La médiathèque de Grasse dessinée par Emmanuelle Beaudouin, Laurent Beaudouin, Aurélie Husson, Ivry Serres, et Stéphane Fernandez, donne au site une atmosphère de charme mais aussi de surprise et d’émotion. Il s’inspire du caractère unique de la structure urbaine de Grasse et joue des tensions et des proximités entre les bâtiments existants et la médiathèque. Il s’inspire des subtils rapports de matière entre les édifices publics et le tissu urbain et utilise, avec une vision moderne, une partie du langage et des matériaux traditionnels. En contrepoint de cette densité, la médiathèque offre des ouvertures visuelles sur le quartier et sur le lointain. La médiathèque Charles Nègre est insérée dans le contexte de façon à donner au public l’occasion de profiter de vues cadrées ou de perspectives panoramiques. La médiathèque de Grasse devient ainsi un lieu d’où l’on peut contempler la ville.

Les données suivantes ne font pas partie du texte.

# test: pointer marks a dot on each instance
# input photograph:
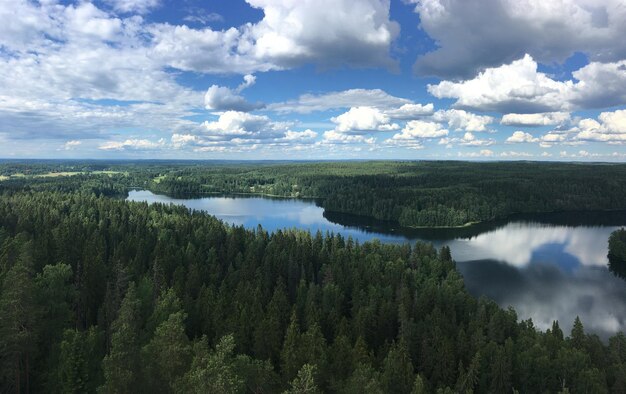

Un belvédère au dernier niveau permet une vue directe vers la maison Charles Nègre, tandis que la terrasse met en valeur une vue frontale sur la mer et qu’un autre cadrage porte vers la tour de la Cathédrale. Un jardin suspendu de fleurs parfumées permet d’enrichir cet endroit qui deviendra rapidement un point de rencontre incontournable de la Médiathèque. La médiathèque de Grasse est clairement identifiable comme un bâtiment public ouvert à tous.Le projet doit résoudre le paradoxe d’être à la fois visible par la force et la qualité de sa présence et discret dans ses volumes et ses matériaux. Nous avons cherché une juste balance entre la présence d’un édifice d’exception et le respect attentif du voisinage. Les activités de la médiathèque de Grasse doivent être dévoilées sans être totalement étalées aux yeux du public. C’est aussi un projet urbain et dans ce cadre, nous proposons d’améliorer les relations piétonnes à l’intérieur du quartier. La médiathèque, idéalement située au cœur du centre-ville de Grasse, n’est pas conçue comme un monument isolé mais elle se veut le catalyseur d’une vie culturelle à l’échelle de la ville toute entière.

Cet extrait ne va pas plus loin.